Green Mars - Kim Stanley Robinson [67]
“Who’s building them?” she asked.
“Mostly Consolidated. There’s factories building them at Mareotis and Bradbury Point.” Coyote wolfed down food for a while more, then eyed her. “You don’t like it.”
“No.”
“Would you like to stop it?”
She didn’t reply.
Coyote seemed to understand. “I don’t mean stop the whole terraforming effort. But there are things that can be done. Blow up the factories.”
“They’ll just rebuild them.”
“You never can tell. It would slow them down. It might buy enough time for something to happen on a more global scale.”
“Reds, you mean.”
“Yes. I think people would call them Reds.”
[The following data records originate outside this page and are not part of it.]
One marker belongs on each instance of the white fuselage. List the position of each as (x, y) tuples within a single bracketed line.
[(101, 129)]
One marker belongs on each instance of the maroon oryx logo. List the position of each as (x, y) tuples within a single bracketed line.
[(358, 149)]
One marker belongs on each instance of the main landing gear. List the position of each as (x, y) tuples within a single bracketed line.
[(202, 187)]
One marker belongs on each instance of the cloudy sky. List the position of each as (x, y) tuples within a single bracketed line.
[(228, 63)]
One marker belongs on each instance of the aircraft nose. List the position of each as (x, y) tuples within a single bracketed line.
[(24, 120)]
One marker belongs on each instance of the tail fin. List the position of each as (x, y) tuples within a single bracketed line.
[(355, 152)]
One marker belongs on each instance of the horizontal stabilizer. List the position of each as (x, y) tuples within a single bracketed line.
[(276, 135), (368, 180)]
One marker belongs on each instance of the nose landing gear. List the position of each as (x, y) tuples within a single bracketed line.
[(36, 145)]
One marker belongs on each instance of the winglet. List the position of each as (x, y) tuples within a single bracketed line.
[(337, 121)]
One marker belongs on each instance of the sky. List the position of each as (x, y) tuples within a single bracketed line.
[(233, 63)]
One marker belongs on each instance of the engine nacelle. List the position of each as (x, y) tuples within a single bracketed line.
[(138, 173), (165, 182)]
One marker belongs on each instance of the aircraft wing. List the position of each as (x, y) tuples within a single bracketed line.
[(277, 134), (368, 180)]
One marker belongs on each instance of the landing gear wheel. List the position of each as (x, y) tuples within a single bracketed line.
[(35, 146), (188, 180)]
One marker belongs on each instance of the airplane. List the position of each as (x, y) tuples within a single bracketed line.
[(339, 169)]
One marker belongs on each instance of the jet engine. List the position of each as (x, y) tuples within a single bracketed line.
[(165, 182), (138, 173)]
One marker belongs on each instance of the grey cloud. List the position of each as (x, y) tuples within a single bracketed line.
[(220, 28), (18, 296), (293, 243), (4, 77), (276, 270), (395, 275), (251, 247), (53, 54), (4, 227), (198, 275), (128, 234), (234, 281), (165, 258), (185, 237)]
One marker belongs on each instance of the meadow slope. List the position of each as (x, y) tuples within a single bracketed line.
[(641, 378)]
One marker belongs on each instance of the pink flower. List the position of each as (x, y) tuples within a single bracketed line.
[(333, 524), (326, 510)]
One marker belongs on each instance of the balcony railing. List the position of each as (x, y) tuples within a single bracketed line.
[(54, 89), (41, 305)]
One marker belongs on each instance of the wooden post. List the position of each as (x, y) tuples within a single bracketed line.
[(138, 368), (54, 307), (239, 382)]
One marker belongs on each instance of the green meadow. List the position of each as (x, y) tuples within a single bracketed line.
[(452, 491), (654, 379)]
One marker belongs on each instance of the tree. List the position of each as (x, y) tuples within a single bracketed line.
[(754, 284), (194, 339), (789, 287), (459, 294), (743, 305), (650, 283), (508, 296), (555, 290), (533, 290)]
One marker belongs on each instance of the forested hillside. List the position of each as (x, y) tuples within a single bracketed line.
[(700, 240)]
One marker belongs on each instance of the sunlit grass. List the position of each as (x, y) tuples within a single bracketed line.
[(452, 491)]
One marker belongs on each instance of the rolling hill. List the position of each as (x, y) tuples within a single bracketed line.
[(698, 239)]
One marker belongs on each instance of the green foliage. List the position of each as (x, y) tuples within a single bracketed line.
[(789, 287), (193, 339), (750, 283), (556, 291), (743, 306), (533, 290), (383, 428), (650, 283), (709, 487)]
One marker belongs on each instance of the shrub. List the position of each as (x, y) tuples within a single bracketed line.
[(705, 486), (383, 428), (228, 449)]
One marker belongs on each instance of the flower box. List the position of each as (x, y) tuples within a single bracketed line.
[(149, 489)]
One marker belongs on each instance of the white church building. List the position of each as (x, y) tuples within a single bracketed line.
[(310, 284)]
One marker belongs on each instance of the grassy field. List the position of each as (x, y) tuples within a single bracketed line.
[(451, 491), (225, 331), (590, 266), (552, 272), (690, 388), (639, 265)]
Ann shook her head. “They don’t need me.”
“No. But maybe you need them, eh? And you’re a hero to them, you know. You would mean more to them than just another body.”
Ann’s mind had gone blank again. Reds— she had never believed in them, never believed that mode of resistance would work. But now— well, even if it wouldn’t work, it might be better than doing nothing. Poke them in the eye with a stick!
And if it did work. . . .
“Let me think about it.”
They talked about other things. Suddenly Ann was hit by a wall of fatigue, which was strange as she had spent so much time doing nothing. But there it was. Talking was exhausting work, she wasn’t used to it. And Coyote was a hard man to talk to.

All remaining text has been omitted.